Auch heute noch werden über neunzig Prozent des gesamten Sektes (zum großen Teil mit importiertem Grundweinen) von einigen wenigen großen Sektkellereien günstig nach der Tankmethode produziert. Interessant zu erwähnen, dass die Champagne damals beschloss, bei der traditionellen Flaschengärung zu bleiben und die Tankgärmethode wurde für die Champagnerherstellung verboten.

FAmilie-Raumland-raumland_ruether_schwarz_352-2
Familie Raumland ©oliver_ruether

Trendwende in der Geschichte: Qualitätssprung im deutschen Sekt

Seit den 1970er Jahren gab es jedoch eine Trendwende. Pioniere wie das Sekthaus Raumland in Rheinhessen stellten die quantitative Sektherstellung infrage. Sie wollten Sekt, der Terroir und Qualität widerspiegelt – kein Billigprodukt, sondern ein Genussmittel. Weingüter wie Schloss Vaux, Solter, Bardong oder Wilhelmshof folgten diesem Ansatz. In der Pfalz das Wein- und Sektgut Wilhelmshof und im Süden praktizierte dies u.a. die Privat-Kellerei Reinecker.

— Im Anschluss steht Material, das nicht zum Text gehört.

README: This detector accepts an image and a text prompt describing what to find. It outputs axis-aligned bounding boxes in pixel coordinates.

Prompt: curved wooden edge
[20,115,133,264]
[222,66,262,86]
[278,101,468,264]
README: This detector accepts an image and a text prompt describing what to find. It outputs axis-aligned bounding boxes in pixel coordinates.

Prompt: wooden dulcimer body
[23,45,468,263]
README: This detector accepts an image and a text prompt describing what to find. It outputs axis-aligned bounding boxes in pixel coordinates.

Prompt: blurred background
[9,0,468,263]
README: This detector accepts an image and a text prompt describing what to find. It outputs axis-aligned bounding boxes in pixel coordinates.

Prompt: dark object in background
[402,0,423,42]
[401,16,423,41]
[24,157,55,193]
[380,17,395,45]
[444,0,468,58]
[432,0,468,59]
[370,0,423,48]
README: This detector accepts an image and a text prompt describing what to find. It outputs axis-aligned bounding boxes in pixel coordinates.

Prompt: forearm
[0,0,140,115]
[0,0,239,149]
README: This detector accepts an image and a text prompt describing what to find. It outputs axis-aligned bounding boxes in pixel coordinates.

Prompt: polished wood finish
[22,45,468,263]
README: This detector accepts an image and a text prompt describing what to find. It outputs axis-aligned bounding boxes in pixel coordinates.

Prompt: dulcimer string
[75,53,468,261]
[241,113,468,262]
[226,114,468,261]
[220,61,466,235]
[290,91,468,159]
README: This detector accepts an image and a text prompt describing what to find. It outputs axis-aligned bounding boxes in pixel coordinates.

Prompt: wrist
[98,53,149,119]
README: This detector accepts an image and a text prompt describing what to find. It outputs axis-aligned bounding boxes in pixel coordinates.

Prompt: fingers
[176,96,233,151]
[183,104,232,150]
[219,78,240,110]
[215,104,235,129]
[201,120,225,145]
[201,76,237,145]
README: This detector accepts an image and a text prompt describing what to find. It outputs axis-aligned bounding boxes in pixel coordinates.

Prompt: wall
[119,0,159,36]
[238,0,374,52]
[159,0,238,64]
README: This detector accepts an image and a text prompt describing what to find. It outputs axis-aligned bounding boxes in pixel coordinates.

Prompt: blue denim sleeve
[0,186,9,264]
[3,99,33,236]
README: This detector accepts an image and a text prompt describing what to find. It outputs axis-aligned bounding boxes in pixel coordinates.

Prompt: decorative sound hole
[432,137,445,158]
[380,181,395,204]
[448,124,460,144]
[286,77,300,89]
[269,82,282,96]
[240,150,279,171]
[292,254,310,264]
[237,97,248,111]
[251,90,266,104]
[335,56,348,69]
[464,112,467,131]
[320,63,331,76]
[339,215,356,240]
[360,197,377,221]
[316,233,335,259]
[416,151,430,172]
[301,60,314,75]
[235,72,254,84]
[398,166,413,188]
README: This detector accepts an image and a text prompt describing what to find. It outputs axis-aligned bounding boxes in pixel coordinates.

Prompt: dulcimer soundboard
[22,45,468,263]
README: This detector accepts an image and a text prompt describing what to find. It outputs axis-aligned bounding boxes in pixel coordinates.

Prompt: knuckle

Langsam, aber stetig verschafft sich das neue Qualitätsbewusstsein in puncto Sekt Gehör. Seit dem Jahr 2000 widmen sich bekannte Weingüter wie Van Volxem diesem Thema und wollen dem Saarsekt zu neuem Glanz verhelfen. Auch in der Pfalz regt sich viel Neues. So schaffte es das Weingut Reichsrat von Buhl mit dem Engagement von Kellermeister Mathieu Kauffmann, ein bisschen Champagne und viel Know-how nach Deidesheim zu bringen. Dies tat der Sektbranche gut, denn es beflügelte auch viele junge Sekthäuser, durchzustarten – hier seien das Sekthaus Griesel oder das Sekthaus Krack genannt. Mittlerweile wird der neue deutsche Sekt auch auf inter- und nationalen Weinwettbewerben gelobt und mit Medaillen ausgezeichnet.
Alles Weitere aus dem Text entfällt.